FMX is trading cash treasuries and has just begun to trade treasury futures, in the wheelhouse of futures exchange CME and its cash business Brokertec. The latter has recently seen volumes decline as CME futures grew.
Speaking at the conference, Terry Duffy, CME’s chairman and CEO “People say, you lost some of your business on Brokertec. I said I lost a lot of that business with Brokertec because I took it myself. I actually cannibalised my own assets because I futurised that business. I thought it was more it was more efficient in the futures market than it was on the cash side.”
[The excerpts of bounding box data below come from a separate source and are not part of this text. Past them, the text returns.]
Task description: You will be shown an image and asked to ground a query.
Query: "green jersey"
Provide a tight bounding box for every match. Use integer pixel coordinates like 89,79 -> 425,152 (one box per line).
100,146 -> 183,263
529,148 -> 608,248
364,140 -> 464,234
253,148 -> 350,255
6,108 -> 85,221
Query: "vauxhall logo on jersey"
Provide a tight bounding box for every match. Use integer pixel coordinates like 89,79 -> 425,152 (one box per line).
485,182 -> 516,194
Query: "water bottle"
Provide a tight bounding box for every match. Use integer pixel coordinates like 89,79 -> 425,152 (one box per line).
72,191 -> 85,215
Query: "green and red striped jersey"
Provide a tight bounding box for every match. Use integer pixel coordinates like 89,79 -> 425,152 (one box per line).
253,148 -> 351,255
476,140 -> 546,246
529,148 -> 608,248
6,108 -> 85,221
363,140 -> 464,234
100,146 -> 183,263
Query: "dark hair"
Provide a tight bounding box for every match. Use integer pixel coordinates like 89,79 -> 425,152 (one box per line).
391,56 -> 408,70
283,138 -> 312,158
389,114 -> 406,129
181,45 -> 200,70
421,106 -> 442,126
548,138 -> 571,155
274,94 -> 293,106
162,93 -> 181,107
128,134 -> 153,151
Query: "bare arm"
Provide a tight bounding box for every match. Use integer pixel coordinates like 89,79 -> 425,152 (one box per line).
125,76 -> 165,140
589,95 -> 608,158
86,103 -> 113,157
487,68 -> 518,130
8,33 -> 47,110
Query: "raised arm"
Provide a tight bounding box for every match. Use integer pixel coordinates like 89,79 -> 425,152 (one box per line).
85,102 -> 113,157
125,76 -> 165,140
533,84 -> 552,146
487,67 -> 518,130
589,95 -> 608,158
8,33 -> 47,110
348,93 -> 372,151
Lou Scotto, chief executive officer of Fenics Markets Xchange (FMX), responding to an audience question at the same conference, said, “The question put to us is, Brokertec has declining market share in cash treasuries, what’s behind that and could it affect FMX in the same way? Well, I think we’re behind [the decline]. And the marketplace has now has a Treasuries landscape where there are four competitors in the market. We’re talking about a marketplace where we about US$170-200 billion a day match, and [Brokertec] is about US$100 billion. So they’re going to try to maintain that position. But as Andy Grove, the former CEO of Intel once said, “Success breeds complacency. Complacency can breed failure.”
He posited that the challenge that the CME would face, would be whether or not it can invest in its platform to make it more state-of-the-art.
“That’s their challenge,” he said. “We have every everything covered so we’re comfortable with our position. We think the other two competitors do a wonderful job and have a client base that gives them the opportunity to stay within the guidelines of what they want to be, which is a streaming platform rather than CLOB platform. We have the counterparty block, so we walk away from a lot of volume every day that is enjoyed by the CMEs Brokertec, but we’re very comfortable with where we are.”

Duffy, speaking later in the day, noted that the CME was in fact innovating on the technical level, introducing a new matching engine into its Aurora data centre to support greater integration between the cash and futures market.
“It’s going to be a matching engine that has a smaller notional value contract out there on the cash side, it’s going to have a smaller tick size and will help facilitate more people that like to trade futures versus cash in real time, right next to each other,” he said, “People trading large sums of cash can trade in our New York facility and people using futures and cash may want to use our Chicago facility. It gives the best of both worlds for different types of participants.”